Published on 12:00 AM, June 27, 2015

Classic Review

Pelle the Conqueror (1987)

Pelle the Conqueror (1987)

Director: Bille August
Writers: Martin Andersen Nexø, Bille August
Stars: Pelle Hvenegaard, Max von Sydow, Erik Paaske
Runtime: 157 minutes

Plot: A Swedish peasant and his young son immigrate from to Norway and find themselves toiling cheerlessly on a remote and desolate farm owned by a lecher, run by a sadist and staffed by misfits.
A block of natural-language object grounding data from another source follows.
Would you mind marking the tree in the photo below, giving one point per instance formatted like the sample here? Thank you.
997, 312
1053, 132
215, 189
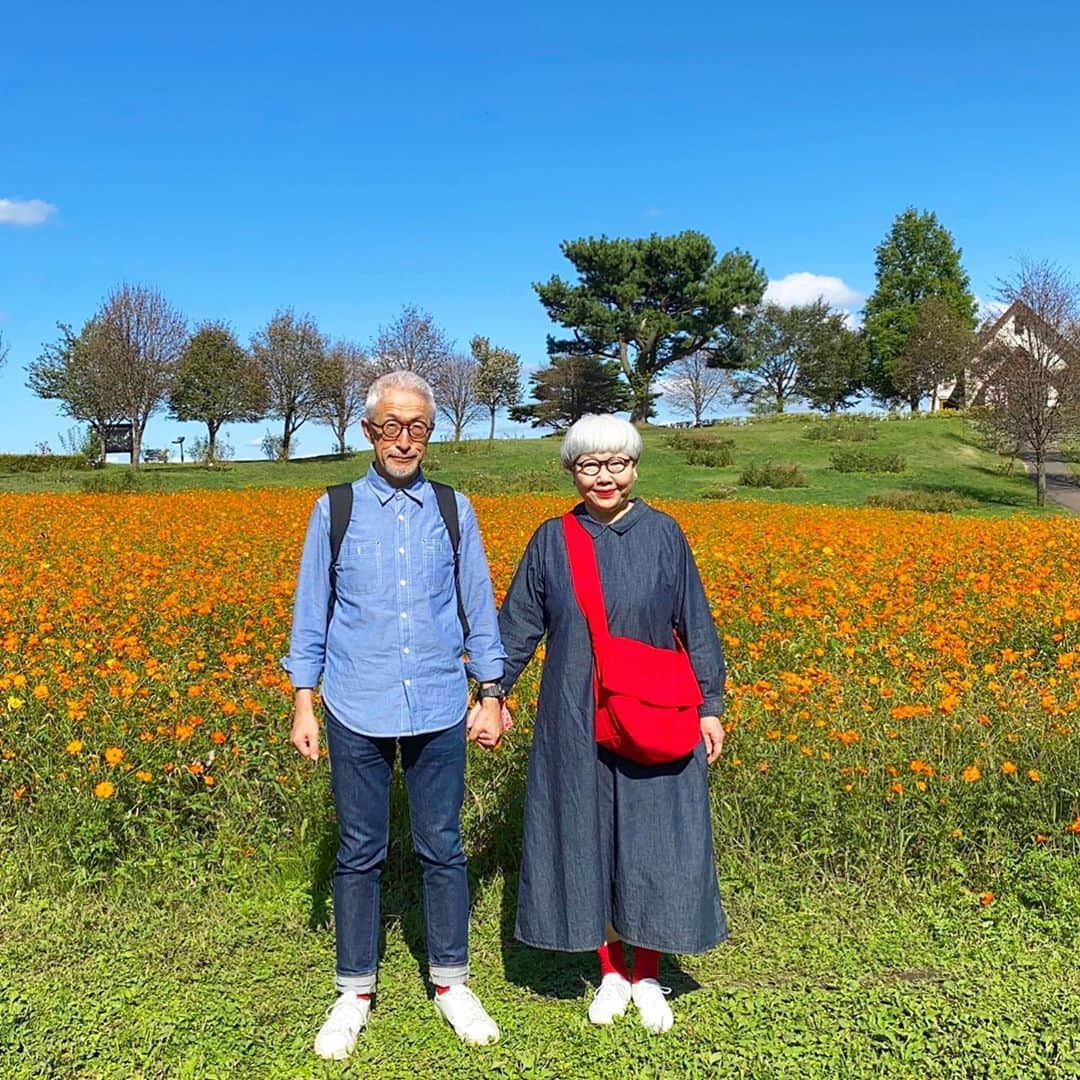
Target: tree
833, 368
412, 342
76, 372
648, 302
456, 392
341, 381
937, 346
498, 382
569, 388
146, 337
288, 351
1030, 380
918, 258
692, 386
217, 382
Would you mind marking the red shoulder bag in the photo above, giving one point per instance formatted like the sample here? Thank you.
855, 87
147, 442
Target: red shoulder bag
646, 698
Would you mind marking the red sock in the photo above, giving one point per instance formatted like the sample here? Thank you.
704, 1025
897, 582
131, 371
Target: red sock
612, 961
646, 964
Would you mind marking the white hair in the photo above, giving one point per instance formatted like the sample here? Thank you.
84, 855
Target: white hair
599, 434
399, 380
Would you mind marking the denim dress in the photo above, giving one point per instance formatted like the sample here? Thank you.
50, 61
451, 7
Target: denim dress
608, 840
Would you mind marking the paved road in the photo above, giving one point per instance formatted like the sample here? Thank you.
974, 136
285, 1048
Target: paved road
1063, 486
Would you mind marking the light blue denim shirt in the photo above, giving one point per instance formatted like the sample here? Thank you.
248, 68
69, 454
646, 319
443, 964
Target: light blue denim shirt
391, 659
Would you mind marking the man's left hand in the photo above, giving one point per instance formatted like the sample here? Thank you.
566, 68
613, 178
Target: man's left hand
485, 723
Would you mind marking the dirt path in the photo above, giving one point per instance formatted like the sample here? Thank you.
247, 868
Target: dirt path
1063, 486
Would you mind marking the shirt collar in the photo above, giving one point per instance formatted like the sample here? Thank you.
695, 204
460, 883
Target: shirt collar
385, 490
626, 522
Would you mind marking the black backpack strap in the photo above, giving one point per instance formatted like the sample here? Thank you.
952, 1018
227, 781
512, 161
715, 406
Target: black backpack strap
340, 496
447, 500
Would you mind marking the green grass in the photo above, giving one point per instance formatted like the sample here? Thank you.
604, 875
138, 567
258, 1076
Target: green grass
942, 453
230, 976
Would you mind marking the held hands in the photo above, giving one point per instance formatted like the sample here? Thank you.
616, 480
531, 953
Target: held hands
487, 719
712, 732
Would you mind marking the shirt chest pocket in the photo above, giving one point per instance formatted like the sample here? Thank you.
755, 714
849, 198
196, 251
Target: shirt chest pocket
360, 568
437, 564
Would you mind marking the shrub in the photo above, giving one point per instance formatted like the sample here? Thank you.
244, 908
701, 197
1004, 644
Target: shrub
929, 502
771, 474
862, 461
41, 462
841, 430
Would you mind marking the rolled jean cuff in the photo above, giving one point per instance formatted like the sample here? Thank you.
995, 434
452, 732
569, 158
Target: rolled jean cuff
454, 975
355, 984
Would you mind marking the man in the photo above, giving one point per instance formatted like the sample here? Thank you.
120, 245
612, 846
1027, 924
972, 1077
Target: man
391, 663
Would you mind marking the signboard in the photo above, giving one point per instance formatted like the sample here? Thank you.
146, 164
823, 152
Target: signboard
118, 437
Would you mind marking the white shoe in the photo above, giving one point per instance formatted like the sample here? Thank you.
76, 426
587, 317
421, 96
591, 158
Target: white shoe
462, 1011
611, 999
656, 1013
346, 1018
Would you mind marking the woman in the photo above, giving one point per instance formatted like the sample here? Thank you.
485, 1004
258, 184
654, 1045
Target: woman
613, 851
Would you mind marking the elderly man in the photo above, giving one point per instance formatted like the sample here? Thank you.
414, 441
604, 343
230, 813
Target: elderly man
386, 625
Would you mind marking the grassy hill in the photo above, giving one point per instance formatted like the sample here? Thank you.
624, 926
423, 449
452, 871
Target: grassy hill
937, 454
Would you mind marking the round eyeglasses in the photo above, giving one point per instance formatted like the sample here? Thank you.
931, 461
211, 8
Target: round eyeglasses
418, 430
613, 466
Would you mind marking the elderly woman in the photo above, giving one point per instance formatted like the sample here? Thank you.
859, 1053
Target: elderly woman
613, 851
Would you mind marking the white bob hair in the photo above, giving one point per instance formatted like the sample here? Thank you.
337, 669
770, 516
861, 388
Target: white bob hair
599, 434
399, 380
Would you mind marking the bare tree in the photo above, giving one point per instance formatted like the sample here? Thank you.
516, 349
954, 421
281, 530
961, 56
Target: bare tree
341, 382
146, 335
456, 392
934, 352
692, 386
412, 342
288, 350
1029, 373
76, 370
498, 377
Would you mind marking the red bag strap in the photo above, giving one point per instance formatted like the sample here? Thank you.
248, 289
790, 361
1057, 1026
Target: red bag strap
585, 576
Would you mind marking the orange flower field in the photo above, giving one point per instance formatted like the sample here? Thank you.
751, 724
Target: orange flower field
901, 686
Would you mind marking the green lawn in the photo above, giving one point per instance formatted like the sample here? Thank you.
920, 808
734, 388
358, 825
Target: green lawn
941, 453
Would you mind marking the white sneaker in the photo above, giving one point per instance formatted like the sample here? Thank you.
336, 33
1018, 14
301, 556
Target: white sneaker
611, 999
462, 1011
656, 1013
346, 1018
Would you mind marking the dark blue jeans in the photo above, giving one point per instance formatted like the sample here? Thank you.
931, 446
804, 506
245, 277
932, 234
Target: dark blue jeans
361, 769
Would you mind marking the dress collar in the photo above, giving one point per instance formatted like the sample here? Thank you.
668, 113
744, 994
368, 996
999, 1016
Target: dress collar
385, 491
626, 522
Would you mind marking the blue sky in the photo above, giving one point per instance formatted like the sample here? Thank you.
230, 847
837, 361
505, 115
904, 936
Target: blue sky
347, 160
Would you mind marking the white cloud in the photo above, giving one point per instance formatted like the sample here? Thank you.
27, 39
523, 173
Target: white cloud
802, 287
30, 212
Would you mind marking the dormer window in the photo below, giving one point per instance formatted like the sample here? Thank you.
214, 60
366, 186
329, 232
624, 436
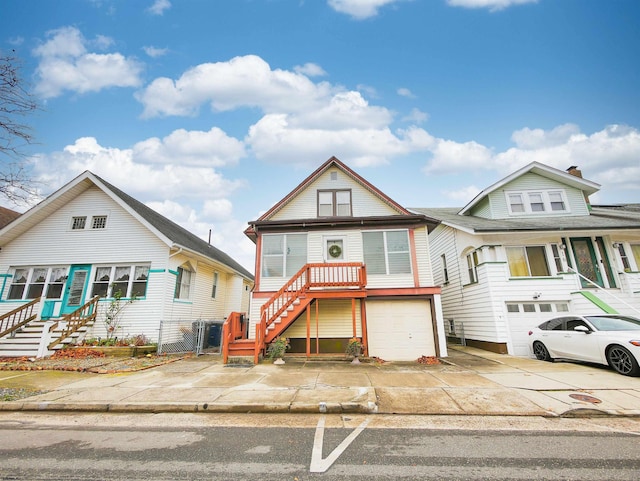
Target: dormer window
535, 202
334, 203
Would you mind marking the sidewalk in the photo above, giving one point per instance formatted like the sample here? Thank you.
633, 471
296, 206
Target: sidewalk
468, 382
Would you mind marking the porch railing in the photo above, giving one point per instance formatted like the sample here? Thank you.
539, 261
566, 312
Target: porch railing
75, 321
19, 317
603, 291
335, 275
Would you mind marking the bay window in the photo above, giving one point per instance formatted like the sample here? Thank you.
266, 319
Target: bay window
33, 282
527, 261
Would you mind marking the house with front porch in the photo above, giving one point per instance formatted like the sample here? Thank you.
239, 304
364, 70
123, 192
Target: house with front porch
338, 259
528, 247
89, 243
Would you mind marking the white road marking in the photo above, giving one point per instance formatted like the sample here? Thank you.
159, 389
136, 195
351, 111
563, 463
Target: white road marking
319, 465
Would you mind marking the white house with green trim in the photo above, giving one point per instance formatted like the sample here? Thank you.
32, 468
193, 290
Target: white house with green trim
528, 248
89, 238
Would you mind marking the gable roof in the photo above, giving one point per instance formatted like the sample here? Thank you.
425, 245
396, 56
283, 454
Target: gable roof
600, 218
166, 230
584, 185
7, 216
331, 163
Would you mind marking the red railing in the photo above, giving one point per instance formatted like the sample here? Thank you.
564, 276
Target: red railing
76, 320
233, 328
20, 316
345, 275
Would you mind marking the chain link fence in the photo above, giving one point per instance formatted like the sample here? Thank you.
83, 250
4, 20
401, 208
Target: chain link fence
197, 336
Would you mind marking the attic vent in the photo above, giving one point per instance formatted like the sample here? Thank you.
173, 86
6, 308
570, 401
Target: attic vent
99, 222
78, 223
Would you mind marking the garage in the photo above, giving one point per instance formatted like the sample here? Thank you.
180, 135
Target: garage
400, 330
522, 317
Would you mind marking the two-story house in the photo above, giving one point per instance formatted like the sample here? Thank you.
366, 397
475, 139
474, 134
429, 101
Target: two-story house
529, 247
337, 259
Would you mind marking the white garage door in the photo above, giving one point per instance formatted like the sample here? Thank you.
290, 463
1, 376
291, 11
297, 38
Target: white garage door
400, 330
526, 315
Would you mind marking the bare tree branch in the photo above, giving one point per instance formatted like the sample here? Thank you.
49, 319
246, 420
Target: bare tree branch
16, 103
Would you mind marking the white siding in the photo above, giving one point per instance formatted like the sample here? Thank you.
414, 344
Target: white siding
334, 320
304, 205
531, 181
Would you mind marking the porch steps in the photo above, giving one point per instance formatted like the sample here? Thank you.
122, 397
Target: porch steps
590, 296
26, 342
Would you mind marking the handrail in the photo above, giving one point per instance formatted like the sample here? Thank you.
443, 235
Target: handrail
604, 291
309, 277
232, 329
76, 320
17, 318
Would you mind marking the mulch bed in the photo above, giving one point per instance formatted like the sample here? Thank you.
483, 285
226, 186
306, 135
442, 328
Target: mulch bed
85, 360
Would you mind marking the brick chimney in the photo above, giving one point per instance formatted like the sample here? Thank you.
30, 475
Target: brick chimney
573, 170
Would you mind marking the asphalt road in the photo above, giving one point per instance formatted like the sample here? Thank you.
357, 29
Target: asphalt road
166, 447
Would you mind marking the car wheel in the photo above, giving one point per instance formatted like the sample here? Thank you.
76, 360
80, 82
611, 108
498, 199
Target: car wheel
622, 361
541, 352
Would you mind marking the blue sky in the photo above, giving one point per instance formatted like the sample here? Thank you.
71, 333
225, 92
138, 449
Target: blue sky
212, 111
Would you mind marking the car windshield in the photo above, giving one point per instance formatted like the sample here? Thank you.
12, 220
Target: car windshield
618, 323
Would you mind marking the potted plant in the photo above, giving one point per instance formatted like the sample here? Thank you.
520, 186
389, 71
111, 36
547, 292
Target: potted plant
277, 348
354, 349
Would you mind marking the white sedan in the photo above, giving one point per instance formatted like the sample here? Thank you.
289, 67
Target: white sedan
603, 339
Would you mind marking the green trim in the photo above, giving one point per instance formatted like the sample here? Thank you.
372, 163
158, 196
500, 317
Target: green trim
590, 296
530, 278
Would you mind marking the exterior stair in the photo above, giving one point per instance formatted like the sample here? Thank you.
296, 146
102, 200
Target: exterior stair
29, 341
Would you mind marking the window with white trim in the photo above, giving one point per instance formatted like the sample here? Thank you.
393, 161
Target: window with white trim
78, 222
472, 267
183, 283
334, 203
214, 288
527, 261
33, 282
387, 252
283, 254
127, 281
536, 202
445, 271
99, 222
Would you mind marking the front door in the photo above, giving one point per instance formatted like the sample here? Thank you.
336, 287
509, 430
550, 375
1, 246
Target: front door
586, 261
75, 288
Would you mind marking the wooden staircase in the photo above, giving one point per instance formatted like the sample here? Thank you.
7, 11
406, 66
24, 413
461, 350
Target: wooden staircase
38, 338
326, 280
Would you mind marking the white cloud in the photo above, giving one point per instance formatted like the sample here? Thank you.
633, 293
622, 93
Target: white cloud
608, 157
155, 52
310, 70
191, 148
65, 64
416, 116
159, 6
492, 5
404, 92
537, 138
360, 9
245, 81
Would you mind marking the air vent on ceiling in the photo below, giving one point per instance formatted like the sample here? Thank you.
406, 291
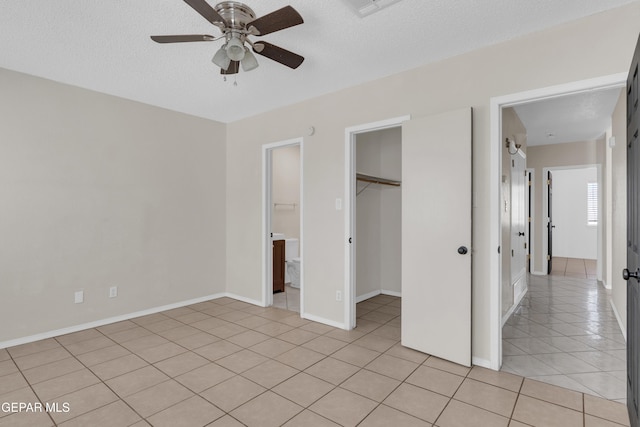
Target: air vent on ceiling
367, 7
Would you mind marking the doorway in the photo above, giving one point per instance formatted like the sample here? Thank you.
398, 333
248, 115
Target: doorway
282, 207
574, 215
351, 134
496, 106
435, 236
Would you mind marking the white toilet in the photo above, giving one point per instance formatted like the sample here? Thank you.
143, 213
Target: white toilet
292, 258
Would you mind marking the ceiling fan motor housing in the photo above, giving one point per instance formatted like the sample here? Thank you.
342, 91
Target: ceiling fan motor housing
237, 15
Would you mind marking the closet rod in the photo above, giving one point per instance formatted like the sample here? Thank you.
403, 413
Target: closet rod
377, 180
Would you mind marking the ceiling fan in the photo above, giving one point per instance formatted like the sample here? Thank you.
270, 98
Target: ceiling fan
237, 22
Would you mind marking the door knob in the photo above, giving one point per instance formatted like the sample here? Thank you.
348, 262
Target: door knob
626, 274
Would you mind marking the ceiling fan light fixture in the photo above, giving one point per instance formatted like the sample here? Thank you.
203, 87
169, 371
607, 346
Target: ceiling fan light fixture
249, 62
235, 49
221, 59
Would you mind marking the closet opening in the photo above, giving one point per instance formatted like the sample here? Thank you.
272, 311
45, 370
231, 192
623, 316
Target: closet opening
374, 215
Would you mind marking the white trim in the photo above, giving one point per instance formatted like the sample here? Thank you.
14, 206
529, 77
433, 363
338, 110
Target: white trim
495, 108
375, 293
391, 293
621, 323
243, 299
514, 306
368, 295
531, 206
267, 273
484, 363
114, 319
545, 204
349, 211
322, 320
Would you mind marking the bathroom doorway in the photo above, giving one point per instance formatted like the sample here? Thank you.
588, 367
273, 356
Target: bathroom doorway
282, 225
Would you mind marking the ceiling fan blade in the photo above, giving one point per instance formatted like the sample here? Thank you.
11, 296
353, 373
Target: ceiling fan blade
234, 67
276, 21
183, 38
278, 54
207, 12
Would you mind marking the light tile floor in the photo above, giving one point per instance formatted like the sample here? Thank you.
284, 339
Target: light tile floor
228, 363
564, 332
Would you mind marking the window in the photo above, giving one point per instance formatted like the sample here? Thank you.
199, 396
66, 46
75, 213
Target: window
592, 203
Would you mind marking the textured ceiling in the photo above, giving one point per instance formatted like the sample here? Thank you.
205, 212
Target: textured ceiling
105, 46
580, 117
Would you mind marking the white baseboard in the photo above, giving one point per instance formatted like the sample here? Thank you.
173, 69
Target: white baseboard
621, 323
319, 319
391, 293
244, 299
367, 296
513, 307
478, 361
102, 322
376, 293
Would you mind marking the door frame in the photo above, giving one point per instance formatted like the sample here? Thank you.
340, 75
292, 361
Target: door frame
531, 210
350, 240
267, 204
618, 80
545, 203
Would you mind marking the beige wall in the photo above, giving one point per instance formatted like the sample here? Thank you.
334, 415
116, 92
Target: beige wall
550, 156
513, 129
560, 55
98, 191
619, 211
286, 191
378, 213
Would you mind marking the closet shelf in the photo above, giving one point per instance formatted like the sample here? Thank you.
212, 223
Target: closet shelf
377, 180
370, 179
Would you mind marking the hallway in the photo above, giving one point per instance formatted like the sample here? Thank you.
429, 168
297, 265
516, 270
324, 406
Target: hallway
564, 332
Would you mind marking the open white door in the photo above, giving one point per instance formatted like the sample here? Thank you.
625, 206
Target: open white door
436, 235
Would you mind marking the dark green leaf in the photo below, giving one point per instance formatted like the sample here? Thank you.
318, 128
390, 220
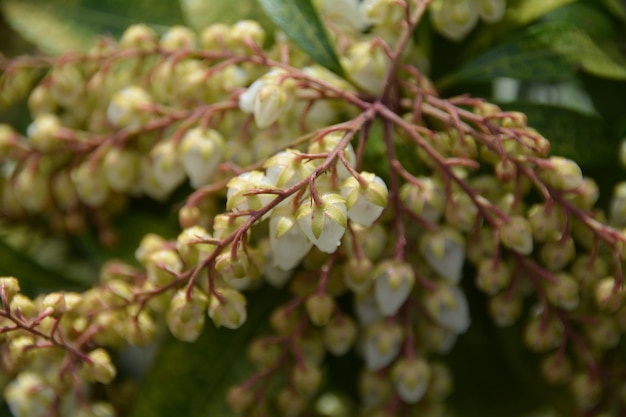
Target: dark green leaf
572, 134
549, 51
33, 276
57, 26
191, 379
300, 21
201, 13
616, 7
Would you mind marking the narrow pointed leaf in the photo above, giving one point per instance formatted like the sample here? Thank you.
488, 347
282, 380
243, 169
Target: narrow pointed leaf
300, 21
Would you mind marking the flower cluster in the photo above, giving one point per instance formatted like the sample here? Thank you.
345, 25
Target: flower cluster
277, 158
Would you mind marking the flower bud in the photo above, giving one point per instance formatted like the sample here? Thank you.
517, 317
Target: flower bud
340, 334
563, 292
608, 297
178, 38
167, 169
42, 133
324, 225
561, 173
411, 378
444, 251
448, 307
200, 151
556, 254
454, 19
319, 308
121, 168
162, 266
228, 308
364, 204
382, 344
493, 276
374, 388
100, 369
505, 309
544, 333
517, 235
240, 196
306, 379
288, 242
185, 315
127, 107
393, 282
462, 212
139, 36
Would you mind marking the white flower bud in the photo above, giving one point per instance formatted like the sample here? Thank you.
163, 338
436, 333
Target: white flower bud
121, 169
365, 204
239, 197
288, 242
326, 224
448, 307
127, 107
444, 250
411, 378
228, 308
393, 284
41, 133
517, 235
382, 344
200, 151
167, 169
561, 173
286, 168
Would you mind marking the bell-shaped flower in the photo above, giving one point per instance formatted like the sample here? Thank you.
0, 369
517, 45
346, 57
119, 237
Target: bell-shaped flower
287, 168
325, 224
393, 284
288, 242
444, 250
240, 195
411, 378
448, 307
365, 203
200, 151
167, 169
327, 144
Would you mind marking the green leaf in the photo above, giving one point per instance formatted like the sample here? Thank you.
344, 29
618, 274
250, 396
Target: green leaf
300, 21
616, 7
548, 51
201, 13
191, 379
33, 277
575, 135
57, 26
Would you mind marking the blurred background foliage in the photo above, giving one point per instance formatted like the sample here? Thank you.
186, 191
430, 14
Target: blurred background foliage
562, 62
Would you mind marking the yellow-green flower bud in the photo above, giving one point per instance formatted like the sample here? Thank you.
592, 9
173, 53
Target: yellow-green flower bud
185, 315
228, 308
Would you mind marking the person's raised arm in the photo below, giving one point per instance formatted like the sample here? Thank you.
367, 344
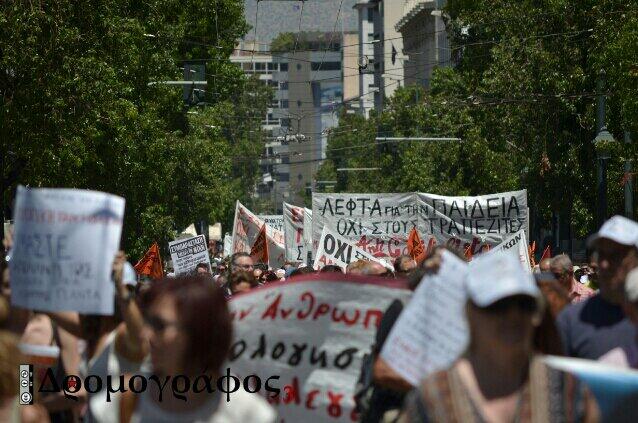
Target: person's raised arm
129, 341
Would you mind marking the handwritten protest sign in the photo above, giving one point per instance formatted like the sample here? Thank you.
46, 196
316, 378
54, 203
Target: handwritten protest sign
187, 253
294, 233
431, 332
64, 244
275, 221
334, 249
380, 223
317, 373
246, 228
515, 244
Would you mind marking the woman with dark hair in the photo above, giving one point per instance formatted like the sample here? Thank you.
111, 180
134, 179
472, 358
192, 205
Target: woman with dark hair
189, 331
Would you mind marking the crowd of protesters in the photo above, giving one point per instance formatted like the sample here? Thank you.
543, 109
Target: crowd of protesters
514, 317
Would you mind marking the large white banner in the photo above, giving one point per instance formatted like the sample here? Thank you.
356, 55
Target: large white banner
294, 224
275, 221
312, 333
64, 244
431, 332
246, 228
381, 223
334, 249
515, 244
187, 253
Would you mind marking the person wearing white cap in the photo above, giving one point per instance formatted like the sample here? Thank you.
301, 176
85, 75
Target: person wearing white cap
499, 379
627, 355
593, 327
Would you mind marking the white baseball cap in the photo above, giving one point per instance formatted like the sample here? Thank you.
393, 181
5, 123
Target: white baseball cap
618, 229
497, 276
631, 286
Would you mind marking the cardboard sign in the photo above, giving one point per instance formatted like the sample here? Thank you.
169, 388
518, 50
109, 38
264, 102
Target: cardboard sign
380, 223
187, 253
431, 332
313, 333
246, 228
64, 244
334, 249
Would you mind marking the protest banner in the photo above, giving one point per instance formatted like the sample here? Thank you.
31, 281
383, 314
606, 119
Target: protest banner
246, 227
294, 233
613, 387
151, 264
334, 249
318, 373
188, 253
515, 244
431, 332
307, 233
228, 245
380, 223
64, 244
275, 221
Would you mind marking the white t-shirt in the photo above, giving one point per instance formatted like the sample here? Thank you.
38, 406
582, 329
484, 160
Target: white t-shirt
243, 407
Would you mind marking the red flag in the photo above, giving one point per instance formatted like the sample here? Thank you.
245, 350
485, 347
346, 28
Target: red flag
151, 263
547, 253
259, 250
415, 246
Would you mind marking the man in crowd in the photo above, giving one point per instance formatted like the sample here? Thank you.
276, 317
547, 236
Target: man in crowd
562, 268
404, 265
597, 325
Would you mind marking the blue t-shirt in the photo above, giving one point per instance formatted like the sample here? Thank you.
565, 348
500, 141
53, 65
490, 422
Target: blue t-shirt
593, 327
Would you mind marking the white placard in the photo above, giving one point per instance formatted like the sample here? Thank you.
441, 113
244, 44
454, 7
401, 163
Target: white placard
188, 253
275, 221
65, 241
431, 332
312, 333
334, 249
246, 227
294, 233
381, 223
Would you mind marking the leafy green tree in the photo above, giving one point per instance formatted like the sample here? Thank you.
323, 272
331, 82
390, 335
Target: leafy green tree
78, 110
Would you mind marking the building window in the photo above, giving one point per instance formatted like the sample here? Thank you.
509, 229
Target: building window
316, 66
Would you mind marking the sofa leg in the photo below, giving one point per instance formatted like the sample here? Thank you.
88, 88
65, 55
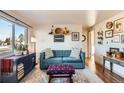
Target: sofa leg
49, 79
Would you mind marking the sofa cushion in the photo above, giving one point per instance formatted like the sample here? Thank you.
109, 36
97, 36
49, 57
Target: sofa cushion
66, 53
48, 53
53, 60
71, 60
58, 53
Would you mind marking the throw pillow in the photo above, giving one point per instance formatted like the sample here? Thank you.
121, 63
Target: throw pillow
48, 53
75, 53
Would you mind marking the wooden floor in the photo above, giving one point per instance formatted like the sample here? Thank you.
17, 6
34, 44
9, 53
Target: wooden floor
106, 76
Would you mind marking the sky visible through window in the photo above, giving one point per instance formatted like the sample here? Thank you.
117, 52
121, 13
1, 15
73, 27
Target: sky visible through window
6, 34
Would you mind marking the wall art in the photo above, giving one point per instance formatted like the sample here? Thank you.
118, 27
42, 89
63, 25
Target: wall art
75, 36
109, 34
119, 25
58, 38
100, 37
122, 39
116, 39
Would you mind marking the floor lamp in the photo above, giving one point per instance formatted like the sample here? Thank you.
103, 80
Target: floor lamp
33, 40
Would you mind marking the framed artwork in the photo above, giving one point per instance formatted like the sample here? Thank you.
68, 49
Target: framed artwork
114, 49
75, 36
109, 34
58, 38
119, 25
122, 39
116, 39
100, 37
109, 25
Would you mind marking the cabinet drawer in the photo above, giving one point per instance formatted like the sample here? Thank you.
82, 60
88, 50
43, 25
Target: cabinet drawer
121, 64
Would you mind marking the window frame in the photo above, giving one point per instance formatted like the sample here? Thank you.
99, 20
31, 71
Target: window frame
13, 35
Review: The Danish film, which won the Golden Palm, at the 1988 Cannes Festival, is a vividly re-created, minutely detailed panorama of a particular time (the turn of the century), place (rural Denmark) and circumstance (life on a great farm) in the course of the four seasons. The observer is Pelle (Pelle Hvenegaard), a staunch, wide-eyed Swedish boy who has come to Denmark with his aging, destitute and widowed father, Lasse (Max von Sydow).

Lasse has promised his son that Denmark will be a land of opportunity, a place of plentiful jobs, where pork is served on Sundays and butter is spread on bread. Instead Lasse and Pelle are lucky to be hired as little better than indentured servants, underpaid, underfed and overworked.

Mr. August never indulges the pathos that is built into the story, which is to his credit as a disciplined film maker, though it also keeps the film at a slight remove from the audience. One is never unaware that this is a very long movie. Mr. August brings a cool 20th-century sensibility to what is, at heart, a piece of passionate 19th-century fiction.

This is a movie that doesn't rush the audience to its plot. Rather it keeps the audience hooked to the unfolding as elegantly as possible. Because of this approach, it's easy to catch by almost any kind of audience.